Russia…uranium…WMD…Islamic State…all we’re missing is a reference to “Iran” and our Neocon Bingo card will be complete.
This isn’t George Jahn transcribing mysterious Iran documents, so there’s no immediate reason to question the AP’s investigation here. But there are a few bits of context that need to be mentioned:
- The “previously unpublicized case” referred to above may have itself been previously unpublicized, but the “Russian smugglers attempt to sell radioactive materials in Moldova” story has been previously publicized. And before Moldova, Georgia was supposed to be the place where a would-be terrorist could get the radioactive materials he wanted. This isn’t suddenly A Thing.
- Despite the article’s repeated references to “bomb-grade uranium” and “atomic bomb” and “nuclear bomb,” it appears that the material these smugglers are attempting to sell (maybe) would only be useful in building a radiological device, or “dirty bomb.” Don’t get me wrong, those are bad enough, but the AP ought to realize that when you talk about “nuclear bombs,” people think of mushroom clouds, not radiological devices (hypothetically, a nuclear bomb might destroy a city and kill everyone inside, while a dirty bomb might contaminate part of a city and expose the people in its blast radius to a dangerously high level of radiation). The AP investigation did uncover details about one smuggler who was (according to investigators who tested his supply) selling highly enriched uranium (true nuclear bomb-making stuff), but even that guy supposedly only talked about using his material in a dirty bomb. Again, I’m not trying to minimize the horror of a dirty bomb, but there’s a difference between one of those and a fusion nuclear device, and the AP article seems to be conflating them here.
- Many of these guys may not even have material that’s suitable for dirty bombs. In one case, a group claimed to have a supply of cesium 137 (suitable for a dirty bomb), but insisted that its prospective buyer (the undercover investigators) buy a vial of cesium 135 (not suitable for a bomb) to “prove their seriousness.” The supposed cesium 137 was never found. Similar investigations appear to have arrested smugglers selling things like unenriched uranium and depleted uranium remnants, which as far as I know would need a lot of processing to be useful for any truly nefarious purpose. Investigators say they’re frustrated because the real smuggler bosses and the real stockpiles of dangerous material keep “disappearing,” but maybe they’re not “disappearing” so much as they “don’t really exist.”

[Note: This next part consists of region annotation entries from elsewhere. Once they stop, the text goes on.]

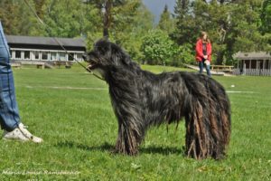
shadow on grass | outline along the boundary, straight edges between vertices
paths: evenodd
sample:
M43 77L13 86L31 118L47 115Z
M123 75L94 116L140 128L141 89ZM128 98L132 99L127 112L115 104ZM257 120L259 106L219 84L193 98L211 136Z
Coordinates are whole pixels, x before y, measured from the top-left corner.
M86 151L102 151L102 152L109 152L109 153L114 153L114 148L115 146L104 142L101 145L97 145L97 146L87 146L83 145L81 143L76 143L73 141L61 141L58 142L56 147L59 148L76 148L81 150L86 150ZM143 147L139 148L139 154L161 154L161 155L182 155L183 157L185 156L184 154L184 148L176 148L176 147L163 147L163 146L148 146L148 147Z

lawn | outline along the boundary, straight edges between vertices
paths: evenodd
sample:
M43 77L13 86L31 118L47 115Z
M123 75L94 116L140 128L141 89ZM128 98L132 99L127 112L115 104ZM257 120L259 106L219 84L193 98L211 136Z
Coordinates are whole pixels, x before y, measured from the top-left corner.
M107 85L79 66L14 73L22 120L44 142L0 139L0 180L271 180L271 77L213 76L229 92L231 139L227 158L199 161L183 155L183 122L151 129L136 157L112 154Z

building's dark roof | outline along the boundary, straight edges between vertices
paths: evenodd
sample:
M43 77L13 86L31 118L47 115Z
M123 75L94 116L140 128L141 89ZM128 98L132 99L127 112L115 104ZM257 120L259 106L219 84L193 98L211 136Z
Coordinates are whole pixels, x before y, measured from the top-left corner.
M7 43L10 44L35 44L60 46L52 37L39 36L17 36L6 35ZM67 47L85 47L85 43L80 38L56 38L62 46Z
M233 58L238 60L271 60L271 54L270 52L238 52L233 55Z

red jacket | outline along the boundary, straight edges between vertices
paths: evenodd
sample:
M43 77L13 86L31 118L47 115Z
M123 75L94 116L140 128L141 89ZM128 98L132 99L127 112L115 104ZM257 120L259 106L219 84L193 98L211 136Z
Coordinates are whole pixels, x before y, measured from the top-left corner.
M206 44L206 49L207 49L207 55L208 55L208 60L210 62L211 61L211 44L210 43L208 43ZM196 44L196 60L198 62L201 62L203 59L203 51L202 51L202 40L199 39Z

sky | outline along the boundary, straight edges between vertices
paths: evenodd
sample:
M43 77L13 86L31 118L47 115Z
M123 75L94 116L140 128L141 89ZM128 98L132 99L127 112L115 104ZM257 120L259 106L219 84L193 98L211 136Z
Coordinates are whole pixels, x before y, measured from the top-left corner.
M144 5L154 14L154 22L158 24L164 5L167 5L171 13L174 12L176 0L143 0Z

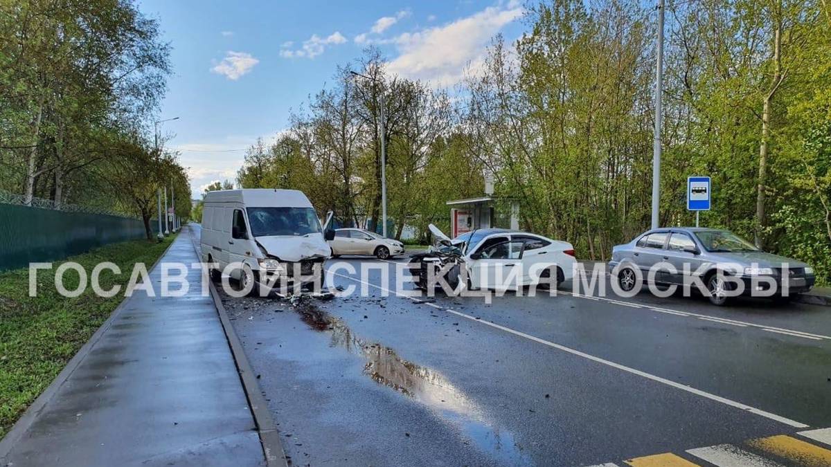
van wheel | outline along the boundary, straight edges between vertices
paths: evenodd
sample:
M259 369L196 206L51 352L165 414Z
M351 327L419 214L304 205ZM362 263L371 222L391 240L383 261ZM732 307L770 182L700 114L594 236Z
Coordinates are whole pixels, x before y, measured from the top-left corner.
M378 259L386 259L390 258L390 248L386 247L378 247L375 248L375 256Z
M248 291L247 295L253 295L259 290L259 288L257 285L257 276L251 269L251 267L245 264L243 266L243 270L239 274L239 289L245 290L249 287L251 288L251 290Z

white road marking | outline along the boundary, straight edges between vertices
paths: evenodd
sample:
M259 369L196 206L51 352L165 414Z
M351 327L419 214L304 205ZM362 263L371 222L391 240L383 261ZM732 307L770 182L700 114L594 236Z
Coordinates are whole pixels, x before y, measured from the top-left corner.
M810 334L803 334L799 332L791 331L782 331L781 329L777 329L775 327L764 327L762 331L767 331L768 332L776 332L777 334L784 334L786 336L794 336L795 337L804 337L805 339L814 339L814 341L819 341L820 338L812 336Z
M665 310L664 308L656 308L654 307L650 307L649 309L652 310L652 311L653 311L653 312L658 312L659 313L667 313L667 314L670 314L670 315L676 315L676 316L679 316L679 317L688 317L688 316L690 316L690 315L688 315L686 313L682 313L681 312L673 312L671 310Z
M831 445L831 428L821 428L819 430L809 430L808 431L799 431L797 433L806 438L810 438L814 441Z
M389 261L389 260L386 260L386 259L381 259L381 261L386 261L386 263L396 263L395 261ZM804 332L803 331L795 331L794 329L787 329L787 328L784 328L784 327L774 327L774 326L765 326L763 324L756 324L755 322L745 322L745 321L737 321L737 320L728 319L728 318L724 318L724 317L711 317L711 316L708 316L708 315L702 315L702 314L699 314L699 313L694 313L694 312L681 312L681 311L678 311L678 310L672 310L672 309L670 309L670 308L664 308L664 307L653 307L653 306L647 305L647 304L643 304L643 305L636 304L636 303L632 303L631 302L624 302L624 301L622 301L622 300L614 300L612 298L607 298L605 297L595 297L595 296L593 296L593 295L584 295L584 294L582 294L582 293L574 293L574 292L571 292L565 291L565 290L558 290L557 293L563 293L563 294L566 294L566 295L571 295L572 297L578 297L578 298L585 298L585 299L588 299L588 300L593 300L595 302L598 302L598 301L608 302L610 303L615 303L615 304L617 304L617 305L624 305L624 306L627 306L627 307L632 307L633 308L643 308L643 309L647 309L647 310L650 310L650 311L653 311L653 312L661 312L661 313L666 313L666 314L681 316L681 317L691 317L691 317L698 317L698 318L701 318L701 319L706 319L706 320L708 320L708 321L716 321L717 322L723 322L725 324L733 324L733 325L740 326L740 327L755 327L757 329L762 329L764 331L768 331L768 332L779 332L781 334L787 334L789 336L794 336L795 337L804 337L805 339L811 339L811 340L814 340L814 341L819 341L820 339L826 339L826 340L831 341L831 336L825 336L825 335L823 335L823 334L813 334L813 333L810 333L810 332Z
M719 318L716 318L716 317L698 317L698 319L706 319L707 321L712 321L712 322L720 322L721 324L730 324L732 326L740 326L742 327L747 327L746 324L741 324L740 322L735 322L727 321L725 319L719 319Z
M612 300L611 298L606 298L605 297L591 297L591 296L588 296L588 295L583 295L583 294L580 294L580 293L572 293L570 292L564 291L564 290L558 291L558 293L565 293L567 295L571 295L572 297L579 297L579 298L591 298L593 300L602 300L603 302L609 302L611 303L617 303L617 302L620 302L619 300ZM679 313L681 313L681 315L692 316L692 317L700 317L700 318L714 319L713 317L711 317L711 316L708 316L708 315L702 315L702 314L699 314L699 313L693 313L691 312L680 312L680 311L677 311L677 310L671 310L670 308L661 308L661 307L647 307L647 309L654 310L654 311L660 312L662 312L662 313L663 312L670 313L670 314L679 314ZM827 340L831 341L831 336L824 336L823 334L813 334L813 333L810 333L810 332L804 332L802 331L794 331L793 329L785 329L785 328L783 328L783 327L774 327L774 326L765 326L763 324L756 324L755 322L748 322L746 321L738 321L738 320L727 319L727 318L722 318L722 317L715 317L715 319L720 319L722 321L730 322L730 323L736 324L736 325L743 324L743 325L747 326L747 327L755 327L755 328L758 328L758 329L764 329L765 331L771 331L771 332L777 332L778 331L778 332L781 332L783 334L786 334L786 333L789 332L790 335L792 335L792 336L796 336L796 337L805 337L806 339L811 339L811 338L814 338L814 340L827 339Z
M732 445L718 445L686 452L719 467L779 467L779 465Z
M352 277L350 277L350 276L341 274L339 273L334 273L334 274L337 275L337 276L340 276L342 278L347 278L347 279L350 279L350 280L352 280L352 281L355 281L355 282L357 282L357 283L363 283L363 284L366 284L366 285L368 285L368 286L371 286L371 287L374 287L374 288L377 288L379 290L381 290L381 291L386 291L387 293L391 293L391 294L395 295L396 297L401 297L408 298L408 299L413 300L413 301L418 300L418 298L416 298L414 297L408 297L406 295L399 294L399 293L396 292L395 291L392 291L392 290L390 290L390 289L388 289L386 288L384 288L384 287L381 287L381 286L379 286L379 285L376 285L374 283L364 281L363 279L358 279L358 278L352 278ZM430 305L431 303L427 303L427 304ZM558 350L560 350L560 351L570 353L572 355L576 355L578 356L582 356L583 358L585 358L587 360L591 360L592 361L595 361L597 363L606 365L607 366L611 366L612 368L616 368L617 370L621 370L621 371L626 371L627 373L632 373L633 375L637 375L638 376L642 376L642 377L647 378L648 380L652 380L652 381L656 381L656 382L665 384L666 386L672 386L674 388L680 389L681 391L686 391L690 392L691 394L695 394L696 396L700 396L701 397L705 397L705 398L710 399L711 401L715 401L716 402L720 402L722 404L725 404L725 406L730 406L731 407L735 407L737 409L741 409L743 410L749 411L749 412L750 412L752 414L755 414L755 415L760 415L760 416L763 416L763 417L769 418L769 419L773 420L776 420L776 421L778 421L779 423L784 423L785 425L789 425L794 426L795 428L808 428L809 427L808 425L805 425L804 423L800 423L799 421L795 421L795 420L790 420L789 418L786 418L786 417L784 417L784 416L781 416L781 415L778 415L776 414L773 414L773 413L763 410L761 409L757 409L755 407L751 407L750 406L742 404L741 402L737 402L735 401L732 401L732 400L727 399L725 397L721 397L720 396L716 396L715 394L711 394L709 392L706 392L705 391L701 391L700 389L696 389L696 388L689 386L685 386L685 385L682 385L682 384L681 384L679 382L673 381L671 380L667 380L666 378L662 378L661 376L657 376L656 375L652 375L652 374L647 373L646 371L642 371L640 370L637 370L635 368L632 368L632 367L627 366L625 365L621 365L619 363L615 363L614 361L611 361L609 360L606 360L606 359L601 358L599 356L594 356L593 355L589 355L588 353L580 351L578 350L573 349L571 347L567 347L565 346L562 346L560 344L557 344L557 343L552 342L550 341L546 341L545 339L541 339L541 338L537 337L535 336L532 336L530 334L526 334L526 333L522 332L520 331L516 331L514 329L511 329L510 327L506 327L504 326L501 326L501 325L496 324L495 322L487 322L487 321L484 321L484 320L482 320L482 319L479 319L479 318L477 318L475 317L473 317L473 316L470 316L469 314L463 313L461 312L457 312L457 311L455 311L455 310L454 310L452 308L443 308L443 310L445 312L449 312L449 313L455 314L455 315L456 315L458 317L464 317L465 319L469 319L469 320L475 322L480 322L480 323L482 323L482 324L484 324L485 326L489 326L489 327L494 327L495 329L499 329L500 331L504 331L505 332L509 332L511 334L514 334L514 336L519 336L520 337L524 337L524 338L526 338L526 339L528 339L529 341L534 341L534 342L538 342L538 343L540 343L540 344L543 344L543 345L545 345L545 346L548 346L548 347L553 347L553 348L555 348L555 349L558 349Z

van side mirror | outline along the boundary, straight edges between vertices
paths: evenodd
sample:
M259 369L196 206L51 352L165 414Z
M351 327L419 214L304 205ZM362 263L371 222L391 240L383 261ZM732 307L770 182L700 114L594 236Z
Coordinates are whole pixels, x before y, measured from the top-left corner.
M236 225L234 225L234 226L231 227L231 238L232 238L243 239L243 240L248 240L248 233L246 231L240 230L239 227L237 227Z

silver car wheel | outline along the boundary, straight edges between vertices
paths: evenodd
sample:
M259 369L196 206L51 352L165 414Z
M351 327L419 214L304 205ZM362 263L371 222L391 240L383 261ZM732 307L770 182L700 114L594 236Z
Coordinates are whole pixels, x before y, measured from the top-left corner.
M621 271L617 280L623 292L629 292L635 288L635 272L627 268Z
M727 301L727 283L718 274L713 275L707 284L710 302L714 305L723 305Z

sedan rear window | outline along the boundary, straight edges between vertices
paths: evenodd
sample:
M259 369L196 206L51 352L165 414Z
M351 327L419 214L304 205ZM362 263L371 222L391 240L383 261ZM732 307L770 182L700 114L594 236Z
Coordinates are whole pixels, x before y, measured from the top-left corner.
M666 242L666 233L658 232L641 237L637 241L637 246L647 248L662 248Z

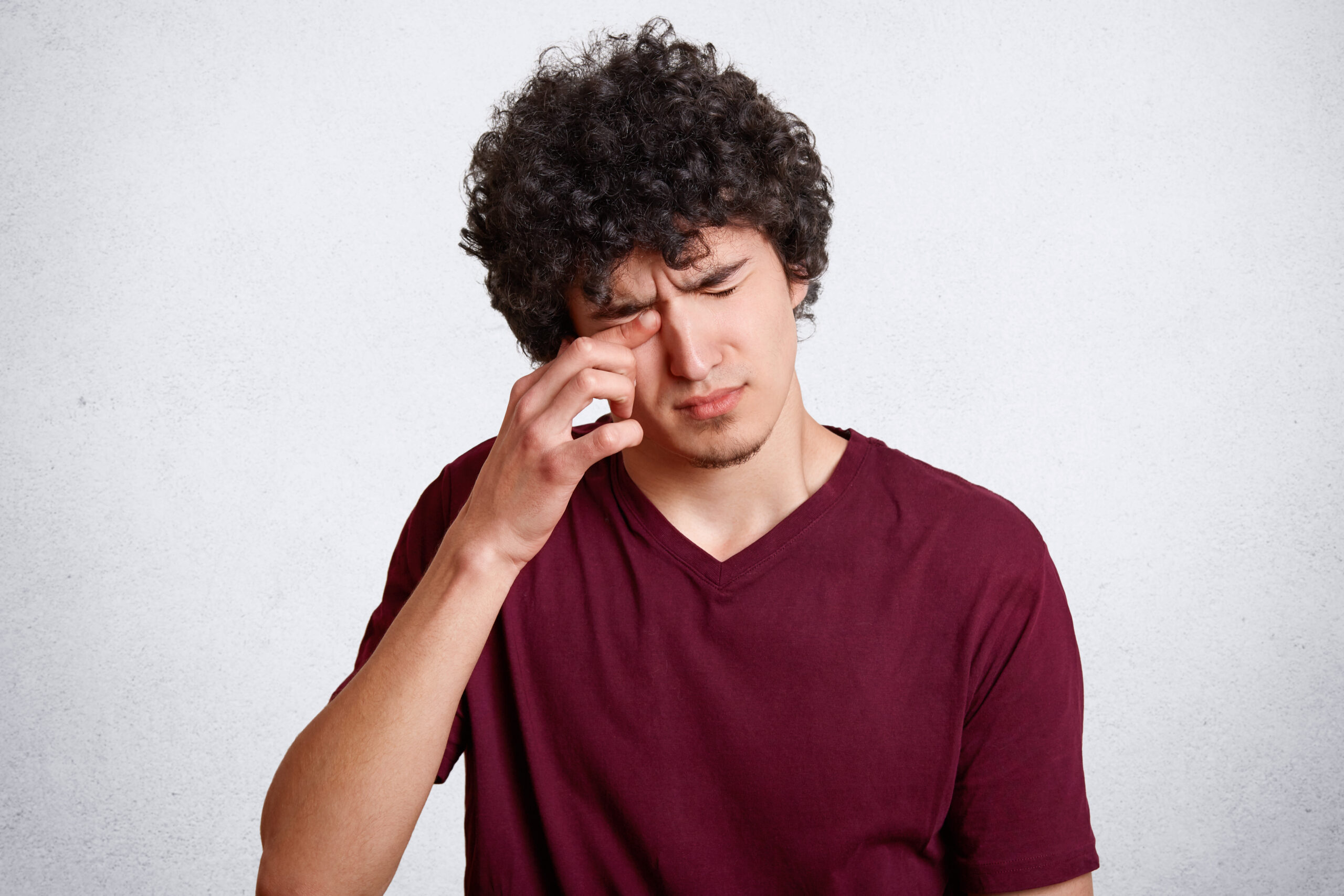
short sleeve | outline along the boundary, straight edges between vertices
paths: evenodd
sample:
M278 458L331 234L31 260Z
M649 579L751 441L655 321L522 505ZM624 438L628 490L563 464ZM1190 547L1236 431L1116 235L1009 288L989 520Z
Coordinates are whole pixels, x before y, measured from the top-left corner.
M340 693L374 656L374 649L378 647L387 629L392 625L392 619L396 618L407 598L411 596L411 591L419 584L425 570L429 568L430 560L434 559L439 541L444 540L444 533L448 532L448 525L452 521L449 513L449 508L452 508L450 466L444 467L439 477L425 489L415 509L406 520L406 525L402 527L402 535L387 568L383 602L374 610L374 615L370 617L368 626L364 629L364 638L360 641L359 653L355 657L355 670L345 676L345 680L332 692L332 697ZM438 766L434 783L441 785L448 780L448 772L452 771L457 758L466 748L468 732L466 696L464 695L457 713L453 716L453 728L449 731L448 747L444 751L444 760Z
M1083 678L1044 545L1008 584L972 662L957 783L943 829L969 893L1048 887L1098 868L1083 783Z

- The FBI was involved in these investigations, which on the one hand is good (I would definitely like US law enforcement to do what it can to prevent any attempts to sell radioactive materials to groups that would them use those materials to kill people), but on the other hand raises some potential problems. The FBI has gotten really good at “counter-terrorism” investigations that look suspiciously like cases of entrapment when you get into the details. I’m not saying that’s happening here, but the possibility should at least be considered.
- Despite the supposedly rampant black market trade in these materials, ISIS and Al-Qaeda haven’t gotten their hands on any yet. The reason we know this is that, well, they haven’t used it.
OK, that last point is conjecture on my part, but these aren’t the kind of institutions that are going to sit on a nuclear stockpile for some kind of deterrent. And even if they did decide to build up a deterrent capability for some reason, they’d want that capability to be public knowledge; a “secret deterrent” sounds like just about the most useless thing you could imagine. So if either of those organizations had actually obtained some of this stuff, the rest of the world would know about it, one way or the other.
The proliferation of radioactive materials of all kinds obviously continues to me a huge concern for governments all over the world. But the only way to deal with it apart from piecemeal law enforcement operations (and hoping for the best) is, and I’m sorry if this offends any sensitive Bill Kristol acolytes out there, to put strong anti-proliferation agreements in place governing the use and disposal of those materials, and to work with other countries, even ones whose relations with the United States isn’t entirely pleasant, to maintain strong safeguards against their illicit acquisition.